Some things, however, are beyond repair. One of those is the old cart we inherited when we bought our finca. Someone asked me the other day if we still had it. Yes, we do.

A very old bougainvillea keeps this cart more or less standing

During the last winter we looked at its poor state and wondered whether we should remove it. The Boss feared it could collapse and banned me from weeding in the area, just in case. One day I spotted a lot of the creeping weed Galium acarine, sometimes known as sticky bob or sticky willy. We’ve been plagued with it this year and I’ve pulled out metres of the stuff from just about every area of the garden.

The dreaded weed was threading its way through the old bougainvillea which grows from under the cart. Well, that had to go, or I feared we’d have no beautiful bracts this summer to add colour to this patch of our land. When The Boss spotted me at work near the cart he came to join me and we tackled the weeding together.

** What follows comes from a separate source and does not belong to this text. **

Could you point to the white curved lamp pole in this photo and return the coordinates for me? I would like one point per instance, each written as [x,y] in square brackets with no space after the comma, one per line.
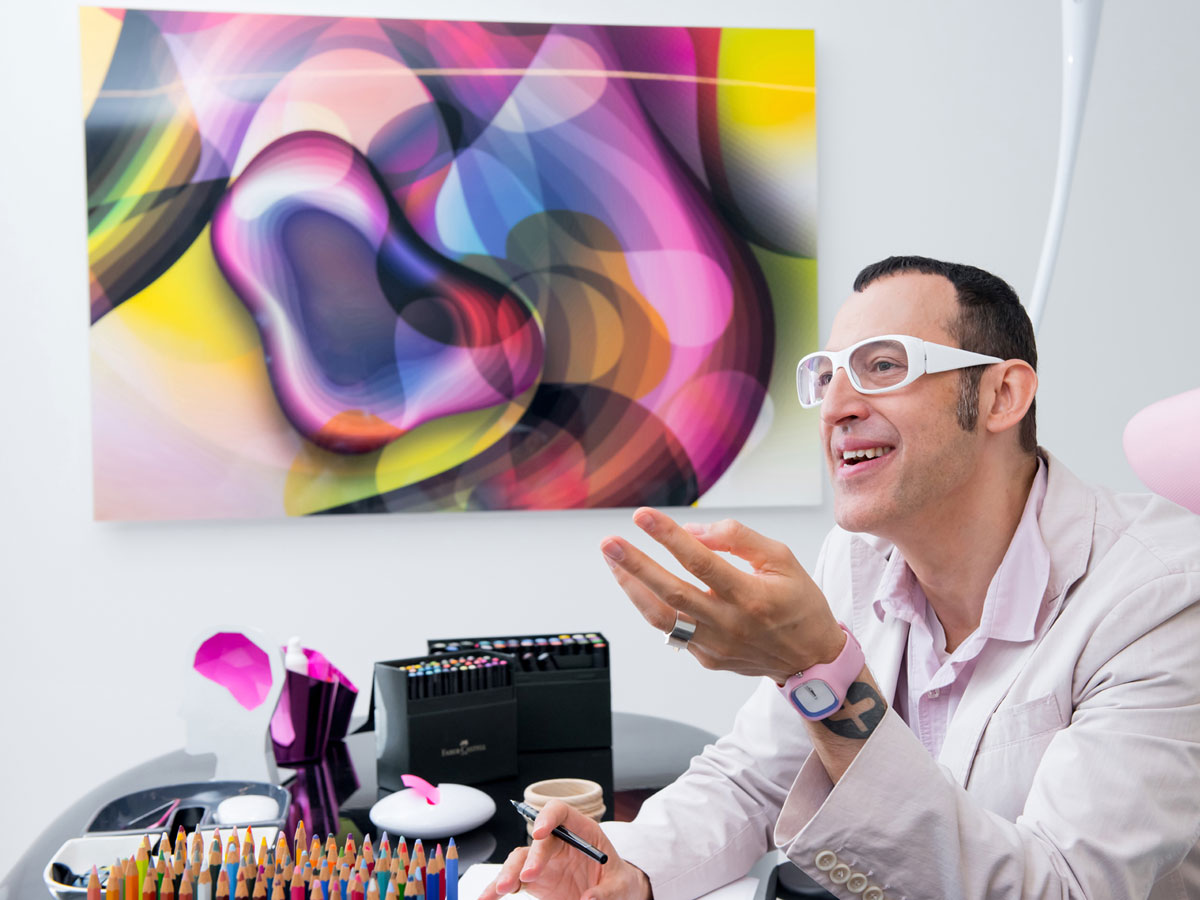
[1080,27]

Up close and personal, we discovered that although the cart has collapsed on one side, rocks (of which we have a lot) and the old bougainvillea are forming the equivalent of a girdle to keep it all in place. The cart lives on … and the tidying of the sticky bob that The Boss and I did has paid off, as you can see.

Busy, Busy …

Our friends Maureen and Peter, other part-time English neighbours, wrote to me a few days ago, pointing out that they hadn’t seen a blog post for a while. We’ve been busy.

There have been various appointments here and there – one of which was to organise new persianas – the slatted window and door shutters that are a common feature of Spanish properties. We had the wooden ones replaced at the front quite a few years ago and now it’s the turn of some of the shutters at the back of the house.

I’ve also been busy working on getting my debut novel Daughter of Deià published. Because I have little patience, I am leaning towards the indie publishing route. Traditional publishing takes a long time and that’s if you can even find a publisher who’ll take you on. It helps to be a celebrity, apparently. I’m not.

My research into self-publishing, or indie publishing, suggests I am at the base of a steep learning curve, but I love learning new things, so I’m girding my loins for the journey and looking forward to holding that published book in my hand.

Wherever you are, I hope your summer has begun well and that you have the pleasure of looking forward to a holiday, somewhere, soon.